Our Primary Offering will continue to have a fixed price of $0.10 per share even if a public trading market for our common shares develops. The selling shareholders can sell shares under the Secondary Offering at a price of $0.10 per share or at prevailing market prices, prices related to prevailing market prices or at privately negotiated prices.  Therefore, the price of shares offered under the Primary Offering may in the future differ from the price of shares offered under the Secondary Offering.

 

Stabilization and Other Activities

 

The selling shareholders must comply with the requirements of the Securities Act of 1933 and the Securities Exchange Act in the offer and sale of the common stock. In particular, during such times as the selling shareholders may be deemed to be engaged in a distribution of the common stock, and therefore be considered to be an underwriter, they must comply with applicable law and may, among other things:

 

1. not engage in any stabilization activities in connection with our common stock;
2. furnish each broker or dealer through which common stock may be offered, such copies of this prospectus, as amended from time to time, as may be required by such broker or dealer; and;
3. not bid for or purchase any of our securities or attempt to induce any person to purchase any of our securities other than as permitted under the Securities Exchange Act.

 

DILUTION  

 

We intend to sell 5,000,000 shares of our Common Stock at a price of $0.10 per share. The following table sets forth the number of shares of Common Stock purchased from us, the total consideration paid and the price per share. The table assumes all 5,000,000 shares of Common Stock will be sold.

 

Shares Issued Total Consideration Price Per Share
Number of Shares Percent Amount Percent
Existing Shareholder 36,171,200 88 % $   (1)   % $  
Purchasers of Shares 5,000,000 12 % $ 1,000,000   % $ 0. 10
Total   100 % $   100 %

 

(1)   We issued 4,111,200 shares of our Common Stock, $0.0001 par value per share as follows: 4,700,000 shares at a price of $0.005 per share and 411,200 shares at a price of $0.05 per share.

 

Our historical net tangible book deficit as of June 30, 2015 was $100,543 or $0.003 per share. Historical net tangible book deficit per share of common stock is equal to our total tangible assets less total liabilities, divided by the number of shares of common stock outstanding as of June 30, 2015. Adjusted to give effect to the receipt of net proceeds of $500,000 from the sale of the maximum of 5,000,000 shares of common stock for gross proceeds of $500,000, net tangible book value will be approximately $0.015 per share.

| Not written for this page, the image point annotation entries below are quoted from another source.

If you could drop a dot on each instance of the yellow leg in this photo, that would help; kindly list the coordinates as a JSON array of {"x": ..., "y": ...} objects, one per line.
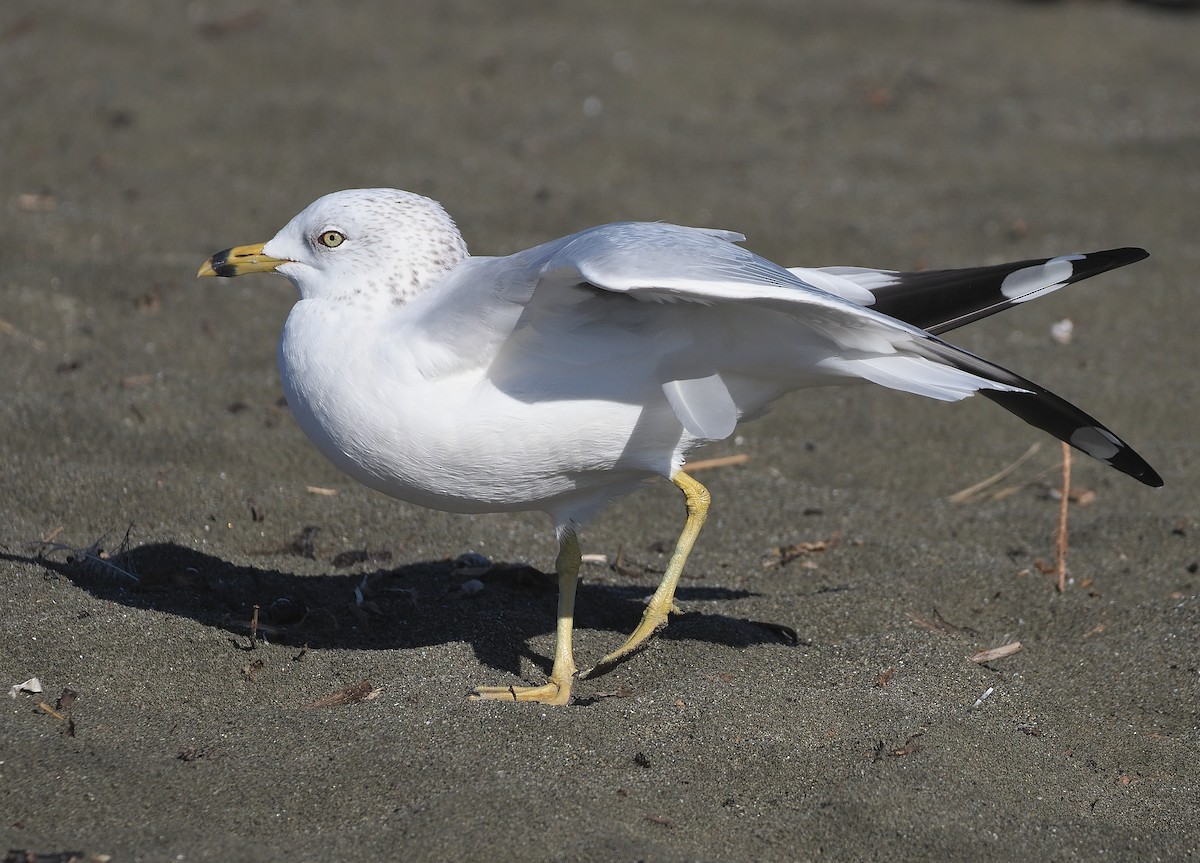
[
  {"x": 557, "y": 690},
  {"x": 663, "y": 601}
]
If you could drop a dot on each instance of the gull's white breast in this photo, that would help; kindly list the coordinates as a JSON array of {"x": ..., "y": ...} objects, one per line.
[{"x": 456, "y": 441}]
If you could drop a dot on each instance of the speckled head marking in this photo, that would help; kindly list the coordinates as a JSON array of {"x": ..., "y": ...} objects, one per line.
[{"x": 367, "y": 245}]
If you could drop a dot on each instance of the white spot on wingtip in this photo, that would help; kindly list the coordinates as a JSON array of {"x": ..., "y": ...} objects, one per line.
[
  {"x": 1096, "y": 442},
  {"x": 1030, "y": 282}
]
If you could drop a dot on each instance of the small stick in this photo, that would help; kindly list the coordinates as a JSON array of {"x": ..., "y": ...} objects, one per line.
[
  {"x": 1060, "y": 564},
  {"x": 967, "y": 493},
  {"x": 253, "y": 629}
]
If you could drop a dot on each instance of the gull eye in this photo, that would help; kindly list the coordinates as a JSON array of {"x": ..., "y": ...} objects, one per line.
[{"x": 331, "y": 239}]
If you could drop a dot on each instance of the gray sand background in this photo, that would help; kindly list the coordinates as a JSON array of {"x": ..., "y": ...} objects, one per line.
[{"x": 141, "y": 137}]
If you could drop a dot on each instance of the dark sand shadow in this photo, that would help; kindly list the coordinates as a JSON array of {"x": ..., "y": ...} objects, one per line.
[{"x": 413, "y": 605}]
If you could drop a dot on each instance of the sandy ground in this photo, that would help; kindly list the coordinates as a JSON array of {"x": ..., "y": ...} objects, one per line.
[{"x": 142, "y": 415}]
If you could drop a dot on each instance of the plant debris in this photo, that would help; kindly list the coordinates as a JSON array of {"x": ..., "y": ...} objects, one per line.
[
  {"x": 996, "y": 652},
  {"x": 784, "y": 555},
  {"x": 349, "y": 695}
]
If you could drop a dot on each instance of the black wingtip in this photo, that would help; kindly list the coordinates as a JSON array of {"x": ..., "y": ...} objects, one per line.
[{"x": 1045, "y": 411}]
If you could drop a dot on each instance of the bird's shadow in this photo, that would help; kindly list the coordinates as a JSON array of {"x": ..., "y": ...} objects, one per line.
[{"x": 412, "y": 605}]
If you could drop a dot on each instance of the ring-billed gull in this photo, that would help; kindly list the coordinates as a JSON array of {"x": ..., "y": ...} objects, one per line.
[{"x": 565, "y": 375}]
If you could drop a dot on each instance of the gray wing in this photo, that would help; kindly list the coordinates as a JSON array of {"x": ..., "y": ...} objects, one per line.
[
  {"x": 720, "y": 331},
  {"x": 941, "y": 300}
]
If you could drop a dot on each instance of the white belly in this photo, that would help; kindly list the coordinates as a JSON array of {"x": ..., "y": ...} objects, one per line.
[{"x": 456, "y": 442}]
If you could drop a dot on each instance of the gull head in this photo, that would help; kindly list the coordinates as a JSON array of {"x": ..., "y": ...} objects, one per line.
[{"x": 363, "y": 244}]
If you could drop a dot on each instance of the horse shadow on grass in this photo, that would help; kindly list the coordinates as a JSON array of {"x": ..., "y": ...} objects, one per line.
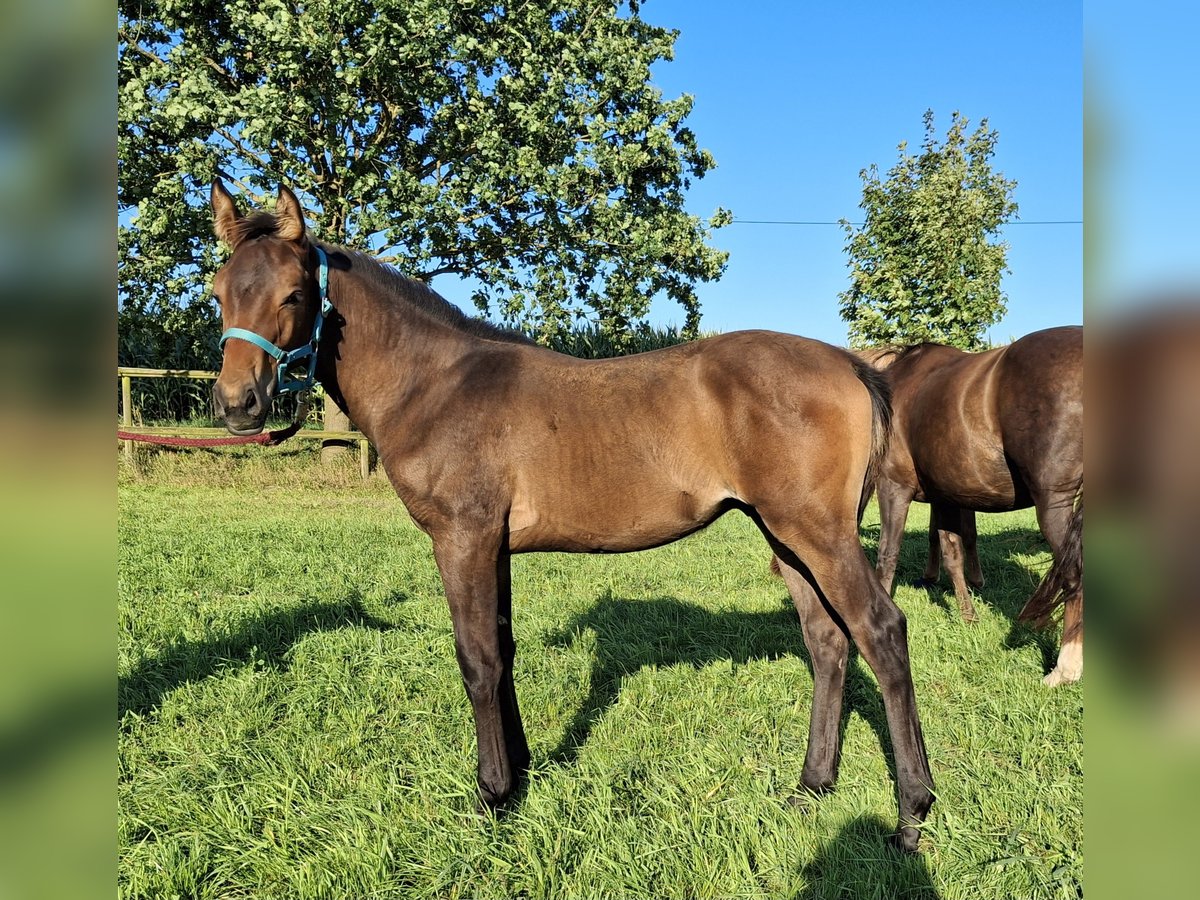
[
  {"x": 631, "y": 635},
  {"x": 1008, "y": 581},
  {"x": 264, "y": 639},
  {"x": 852, "y": 865}
]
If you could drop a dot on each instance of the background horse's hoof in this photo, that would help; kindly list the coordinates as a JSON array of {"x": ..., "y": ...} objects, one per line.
[
  {"x": 905, "y": 839},
  {"x": 1059, "y": 676}
]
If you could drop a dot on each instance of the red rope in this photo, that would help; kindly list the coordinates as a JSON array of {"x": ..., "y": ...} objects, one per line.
[{"x": 269, "y": 438}]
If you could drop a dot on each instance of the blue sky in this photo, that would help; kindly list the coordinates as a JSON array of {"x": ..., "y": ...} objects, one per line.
[
  {"x": 795, "y": 99},
  {"x": 1143, "y": 73}
]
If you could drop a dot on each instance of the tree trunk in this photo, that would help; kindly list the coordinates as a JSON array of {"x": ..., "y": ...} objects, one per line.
[{"x": 335, "y": 420}]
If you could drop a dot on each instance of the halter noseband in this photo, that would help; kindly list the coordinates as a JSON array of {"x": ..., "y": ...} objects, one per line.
[{"x": 285, "y": 383}]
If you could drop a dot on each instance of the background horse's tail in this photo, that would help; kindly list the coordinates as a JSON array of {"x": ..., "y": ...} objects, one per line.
[
  {"x": 1066, "y": 575},
  {"x": 880, "y": 389}
]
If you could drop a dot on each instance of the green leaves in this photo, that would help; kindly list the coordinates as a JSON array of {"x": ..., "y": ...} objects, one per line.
[
  {"x": 925, "y": 264},
  {"x": 523, "y": 147}
]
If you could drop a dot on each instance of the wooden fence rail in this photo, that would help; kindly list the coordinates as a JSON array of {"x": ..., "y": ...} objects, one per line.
[{"x": 127, "y": 373}]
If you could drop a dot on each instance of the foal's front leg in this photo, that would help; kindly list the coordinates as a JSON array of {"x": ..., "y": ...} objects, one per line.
[{"x": 469, "y": 574}]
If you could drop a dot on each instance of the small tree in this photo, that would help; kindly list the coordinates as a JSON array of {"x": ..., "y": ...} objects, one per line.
[{"x": 925, "y": 264}]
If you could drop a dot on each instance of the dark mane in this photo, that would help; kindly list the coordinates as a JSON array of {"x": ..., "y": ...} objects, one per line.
[
  {"x": 395, "y": 285},
  {"x": 385, "y": 279}
]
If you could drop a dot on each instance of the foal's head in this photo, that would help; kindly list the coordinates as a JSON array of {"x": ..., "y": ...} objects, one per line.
[{"x": 267, "y": 288}]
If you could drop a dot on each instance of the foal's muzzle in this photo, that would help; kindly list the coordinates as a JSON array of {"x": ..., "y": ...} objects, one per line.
[{"x": 244, "y": 408}]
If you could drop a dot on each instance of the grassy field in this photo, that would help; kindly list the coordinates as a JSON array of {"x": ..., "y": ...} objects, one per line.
[{"x": 292, "y": 723}]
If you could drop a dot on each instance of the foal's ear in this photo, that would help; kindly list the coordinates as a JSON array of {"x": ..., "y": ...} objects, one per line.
[
  {"x": 225, "y": 215},
  {"x": 288, "y": 216}
]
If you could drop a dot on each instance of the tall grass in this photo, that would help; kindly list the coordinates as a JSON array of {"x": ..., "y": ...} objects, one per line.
[{"x": 292, "y": 723}]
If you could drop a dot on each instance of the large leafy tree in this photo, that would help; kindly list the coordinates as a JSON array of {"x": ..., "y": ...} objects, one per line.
[
  {"x": 521, "y": 145},
  {"x": 925, "y": 263}
]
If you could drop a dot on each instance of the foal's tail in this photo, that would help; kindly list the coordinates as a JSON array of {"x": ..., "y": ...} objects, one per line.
[
  {"x": 1066, "y": 575},
  {"x": 880, "y": 389},
  {"x": 877, "y": 385}
]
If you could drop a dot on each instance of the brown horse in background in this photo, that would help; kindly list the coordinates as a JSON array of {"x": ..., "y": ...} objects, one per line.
[
  {"x": 499, "y": 447},
  {"x": 990, "y": 432}
]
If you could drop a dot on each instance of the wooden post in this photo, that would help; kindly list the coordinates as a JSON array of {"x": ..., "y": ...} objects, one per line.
[
  {"x": 335, "y": 420},
  {"x": 127, "y": 412}
]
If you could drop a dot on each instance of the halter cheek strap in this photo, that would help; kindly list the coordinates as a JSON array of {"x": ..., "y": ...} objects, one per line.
[{"x": 283, "y": 382}]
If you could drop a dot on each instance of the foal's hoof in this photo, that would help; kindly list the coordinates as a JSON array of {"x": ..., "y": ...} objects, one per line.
[
  {"x": 905, "y": 839},
  {"x": 1059, "y": 676},
  {"x": 807, "y": 796}
]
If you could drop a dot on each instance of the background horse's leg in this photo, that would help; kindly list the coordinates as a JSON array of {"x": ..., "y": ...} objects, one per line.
[
  {"x": 948, "y": 519},
  {"x": 934, "y": 561},
  {"x": 845, "y": 579},
  {"x": 894, "y": 502},
  {"x": 828, "y": 649},
  {"x": 510, "y": 713},
  {"x": 469, "y": 568},
  {"x": 1055, "y": 514},
  {"x": 971, "y": 549}
]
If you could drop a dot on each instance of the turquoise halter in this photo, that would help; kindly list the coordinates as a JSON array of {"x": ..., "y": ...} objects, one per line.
[{"x": 283, "y": 382}]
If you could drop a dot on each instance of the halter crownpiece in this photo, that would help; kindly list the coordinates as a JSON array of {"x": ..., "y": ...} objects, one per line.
[{"x": 283, "y": 382}]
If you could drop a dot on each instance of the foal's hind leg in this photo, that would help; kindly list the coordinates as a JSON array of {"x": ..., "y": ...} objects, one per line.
[
  {"x": 894, "y": 501},
  {"x": 828, "y": 649},
  {"x": 971, "y": 549},
  {"x": 844, "y": 576},
  {"x": 510, "y": 713}
]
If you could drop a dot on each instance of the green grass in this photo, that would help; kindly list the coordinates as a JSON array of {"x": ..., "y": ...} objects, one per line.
[{"x": 292, "y": 723}]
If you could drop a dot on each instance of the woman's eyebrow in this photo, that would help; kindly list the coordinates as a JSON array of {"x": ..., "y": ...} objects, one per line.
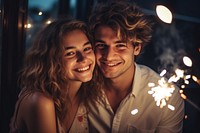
[{"x": 73, "y": 47}]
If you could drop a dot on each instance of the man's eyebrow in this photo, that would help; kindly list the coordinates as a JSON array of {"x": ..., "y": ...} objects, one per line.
[
  {"x": 99, "y": 41},
  {"x": 72, "y": 47}
]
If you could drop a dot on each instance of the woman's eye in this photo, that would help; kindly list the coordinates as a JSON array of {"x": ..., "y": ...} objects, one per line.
[
  {"x": 121, "y": 45},
  {"x": 88, "y": 49},
  {"x": 69, "y": 54},
  {"x": 100, "y": 46}
]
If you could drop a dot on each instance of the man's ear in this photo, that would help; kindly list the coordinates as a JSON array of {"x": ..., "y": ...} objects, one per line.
[{"x": 137, "y": 49}]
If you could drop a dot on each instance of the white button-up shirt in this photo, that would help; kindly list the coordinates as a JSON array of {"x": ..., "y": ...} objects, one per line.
[{"x": 138, "y": 112}]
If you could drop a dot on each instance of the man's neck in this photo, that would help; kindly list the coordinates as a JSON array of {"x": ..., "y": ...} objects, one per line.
[{"x": 118, "y": 88}]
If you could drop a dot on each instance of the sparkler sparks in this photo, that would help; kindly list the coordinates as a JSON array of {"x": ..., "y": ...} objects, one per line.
[{"x": 164, "y": 90}]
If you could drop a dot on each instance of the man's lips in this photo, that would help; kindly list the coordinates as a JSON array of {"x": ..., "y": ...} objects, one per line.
[
  {"x": 83, "y": 69},
  {"x": 111, "y": 64}
]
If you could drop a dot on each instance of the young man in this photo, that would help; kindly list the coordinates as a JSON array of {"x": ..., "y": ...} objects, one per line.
[{"x": 121, "y": 31}]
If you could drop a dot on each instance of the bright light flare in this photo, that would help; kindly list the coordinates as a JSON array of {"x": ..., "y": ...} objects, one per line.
[
  {"x": 187, "y": 61},
  {"x": 171, "y": 107},
  {"x": 163, "y": 72},
  {"x": 28, "y": 26},
  {"x": 134, "y": 112},
  {"x": 48, "y": 22},
  {"x": 196, "y": 79},
  {"x": 40, "y": 13},
  {"x": 161, "y": 92},
  {"x": 164, "y": 13}
]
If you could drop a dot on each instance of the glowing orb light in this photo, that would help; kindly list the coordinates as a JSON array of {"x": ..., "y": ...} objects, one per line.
[
  {"x": 187, "y": 61},
  {"x": 164, "y": 13},
  {"x": 135, "y": 111}
]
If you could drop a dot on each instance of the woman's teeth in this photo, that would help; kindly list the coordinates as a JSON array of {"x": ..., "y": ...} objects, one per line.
[{"x": 83, "y": 69}]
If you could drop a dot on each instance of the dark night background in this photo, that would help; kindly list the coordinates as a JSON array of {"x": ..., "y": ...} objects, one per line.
[{"x": 170, "y": 42}]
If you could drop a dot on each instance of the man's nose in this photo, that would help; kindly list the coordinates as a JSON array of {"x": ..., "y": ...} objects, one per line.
[
  {"x": 80, "y": 56},
  {"x": 109, "y": 53}
]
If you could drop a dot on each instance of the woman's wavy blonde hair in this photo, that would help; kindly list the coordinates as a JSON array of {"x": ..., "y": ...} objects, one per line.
[{"x": 44, "y": 69}]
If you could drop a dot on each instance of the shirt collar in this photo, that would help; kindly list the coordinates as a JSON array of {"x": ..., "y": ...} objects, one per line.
[{"x": 136, "y": 81}]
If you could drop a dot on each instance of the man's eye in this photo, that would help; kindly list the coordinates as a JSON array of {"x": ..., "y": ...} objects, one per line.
[
  {"x": 69, "y": 54},
  {"x": 100, "y": 46},
  {"x": 88, "y": 49},
  {"x": 121, "y": 45}
]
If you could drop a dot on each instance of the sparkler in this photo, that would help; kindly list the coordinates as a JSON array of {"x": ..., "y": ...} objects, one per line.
[{"x": 164, "y": 89}]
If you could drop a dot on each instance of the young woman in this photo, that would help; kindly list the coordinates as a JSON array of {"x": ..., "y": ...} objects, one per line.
[{"x": 52, "y": 98}]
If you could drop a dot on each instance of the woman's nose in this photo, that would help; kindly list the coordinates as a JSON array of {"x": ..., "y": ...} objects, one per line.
[{"x": 80, "y": 56}]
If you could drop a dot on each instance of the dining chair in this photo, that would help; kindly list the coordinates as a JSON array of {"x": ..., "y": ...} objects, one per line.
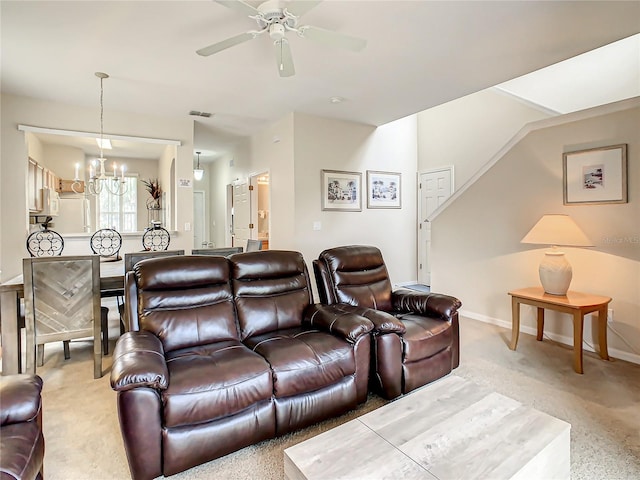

This will represent an immediate increase of approximately $0.012 per share to existing stockholders and an immediate and substantial dilution of approximately $0.085 per share, or approximately 85%, to new investors purchasing our securities in this offering. Dilution in pro forma net tangible book value per share represents the difference between the amount per share paid by purchasers of shares of our common stock in this offering and the pro forma net tangible book value per share of our common stock immediately following this offering.

 

If 100% of the offered shares are sold we will receive the maximum proceeds of $480,000, after offering expenses have been deducted. If 75% of the offered shares are sold we will receive $355,000 after offering expenses have been deducted. If 50% of the offered shares are sold we would receive $230,000 after offering expenses have been deducted. If 25% of the offered shares are sold we would receive $105,000 after offering expenses have been deducted.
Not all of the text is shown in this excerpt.